The work of the Institute began in Baltimore, the first house being opened in 1890. The Very Reverend Provincial of the Josephites, feeling the need of Sisters to help him in the missionary labors of the Society, found a few ladies who desired to devote themselves to the work, and, after usual probation, gave them the habit and later allowed them to pronounce the simple vows of religion, he being appointed their Ecclesiastical Superior.

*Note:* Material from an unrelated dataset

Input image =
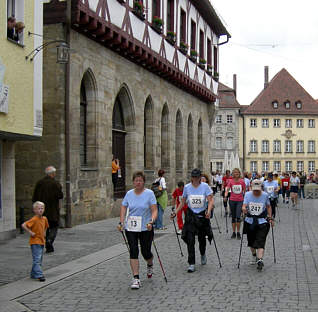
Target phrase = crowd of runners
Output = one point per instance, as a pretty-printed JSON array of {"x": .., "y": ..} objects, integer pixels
[{"x": 248, "y": 198}]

Then began the life which they now live. The work was missionary and catechetical. The Sisters had catechism classes at the convent, which was then one house in the row of five which they now occupy; they also had sewing classes in the evening; they went about the various hospitals and charitable and penal institutions, looking up Catholic Negroes who needed instruction or encouragement to attend their religious duties; and visited their poor homes to prepare the sick for the sacraments, or to rescue children from vicious surroundings. As the community grew larger the missionary work broadened out and took in the needy of all nationalities. It was at this time that the Sisters began going into the country to teach catechism in the rural churches. An immense amount of good has been done in this way and much needed assistance given to the Reverend Pastors, as many of them testify.
In 1897, His Eminence, Cardinal Gibbons, moved by the needs of the Catholic deaf mutes, placed this work in the charge of the Institute. A school and home was opened for them, the only one in the Baltimore Province. Houses have since been opened in Trenton, N.J., New York City, and in San Juan, Santurce, and San Juan, Puerto Rico. The active work of the Institute, as outlined by the Constitutions, embraces the keeping of industrial schools for indigent girls, schools for deaf mutes, and day nurseries; teaching catechism and giving religious instruction wherever needed; visiting the poor in their own homes, and in institutions, such as alms-houses and hospitals, and preparing the dying for the last sacraments.
That there is great need for the work of the Institute is amply evidenced by the many urgent entreaties received from bishops and priests to make foundations. But, alas! The laborers destined for it—the Mission Helpers of the Sacred Heart—are few. May the Lord of the harvest send them subjects to do His blessed work!
Elinor Tong Dehey, ed., Religious Orders of Women in the United States (Indiana: W.B. Conkey, 1913), 295-298.